Rotating and stationary orifices are used within the secondary air system to transport sealing/ cooling air to its consumers. This paper reports on measurements of the discharge coefficient of rotating radial holes as their aerodynamical behaviour is different from the one of axial or stationary holes due to the presence of centrifugal and Coriolis forces.
A test rig containing two independently rotating shafts was designed to investigate the flow phenomena and the discharge behaviour of these orifices. The required air mass flow is delivered by a screw compressor and can be regulated independently to supply the inner and outer annular passages of the test rig. It allows measurements of the discharge coefficient with cross flow and co- and counter-rotating shafts with centrifugal and centripetal flow through the rotating holes.

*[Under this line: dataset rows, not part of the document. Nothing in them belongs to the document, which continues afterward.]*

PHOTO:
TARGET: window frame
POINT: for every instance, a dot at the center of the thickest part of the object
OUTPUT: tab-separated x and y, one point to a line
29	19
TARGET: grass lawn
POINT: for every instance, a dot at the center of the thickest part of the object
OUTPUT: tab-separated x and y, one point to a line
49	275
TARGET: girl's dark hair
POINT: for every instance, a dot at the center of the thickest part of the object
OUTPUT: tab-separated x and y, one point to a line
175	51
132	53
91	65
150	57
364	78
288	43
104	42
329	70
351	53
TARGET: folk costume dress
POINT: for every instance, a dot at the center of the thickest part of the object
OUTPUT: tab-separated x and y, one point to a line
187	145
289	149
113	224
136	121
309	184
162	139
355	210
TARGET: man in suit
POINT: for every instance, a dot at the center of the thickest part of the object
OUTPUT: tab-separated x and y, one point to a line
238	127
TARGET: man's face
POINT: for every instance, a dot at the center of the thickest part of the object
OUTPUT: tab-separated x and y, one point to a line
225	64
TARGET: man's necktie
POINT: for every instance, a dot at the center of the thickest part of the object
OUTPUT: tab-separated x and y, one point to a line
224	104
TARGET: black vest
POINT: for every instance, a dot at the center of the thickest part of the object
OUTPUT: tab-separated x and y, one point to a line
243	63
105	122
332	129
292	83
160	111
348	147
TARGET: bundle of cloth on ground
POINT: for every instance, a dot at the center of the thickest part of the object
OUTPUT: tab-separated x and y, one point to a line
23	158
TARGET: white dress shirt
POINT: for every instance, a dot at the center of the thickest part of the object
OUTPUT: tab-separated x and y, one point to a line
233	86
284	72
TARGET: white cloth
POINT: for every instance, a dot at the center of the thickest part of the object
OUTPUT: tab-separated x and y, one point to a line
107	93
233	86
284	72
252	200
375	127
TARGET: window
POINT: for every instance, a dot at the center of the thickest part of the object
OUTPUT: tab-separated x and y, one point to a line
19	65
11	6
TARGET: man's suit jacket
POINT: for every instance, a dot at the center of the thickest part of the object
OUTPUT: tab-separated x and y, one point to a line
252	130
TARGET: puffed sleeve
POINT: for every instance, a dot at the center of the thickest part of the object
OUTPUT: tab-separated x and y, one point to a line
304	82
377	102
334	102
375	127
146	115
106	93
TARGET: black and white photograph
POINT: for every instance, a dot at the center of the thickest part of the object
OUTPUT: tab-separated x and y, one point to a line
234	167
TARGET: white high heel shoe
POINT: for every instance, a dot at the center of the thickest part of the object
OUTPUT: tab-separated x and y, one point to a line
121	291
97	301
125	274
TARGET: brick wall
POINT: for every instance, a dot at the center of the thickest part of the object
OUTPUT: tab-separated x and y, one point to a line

On the outer shaft, absolute and differential pressures and temperatures in the rotating frame of reference are measured via a telemetry system. Measurements of the discharge coefficient for sharp-edged and rounded shaft inserts at a variety of different flow conditions and with swirl added to the air upstream of the orifice are presented. Furthermore experiments were conducted to quantify the influence of the inner shaft (non-rotating and rotating) on the discharge behaviour of orifices in the outer shaft. To complement the data acquired from the experiments and to get a better understanding of the flow field near the rotating holes also numerical flow simulations were performed.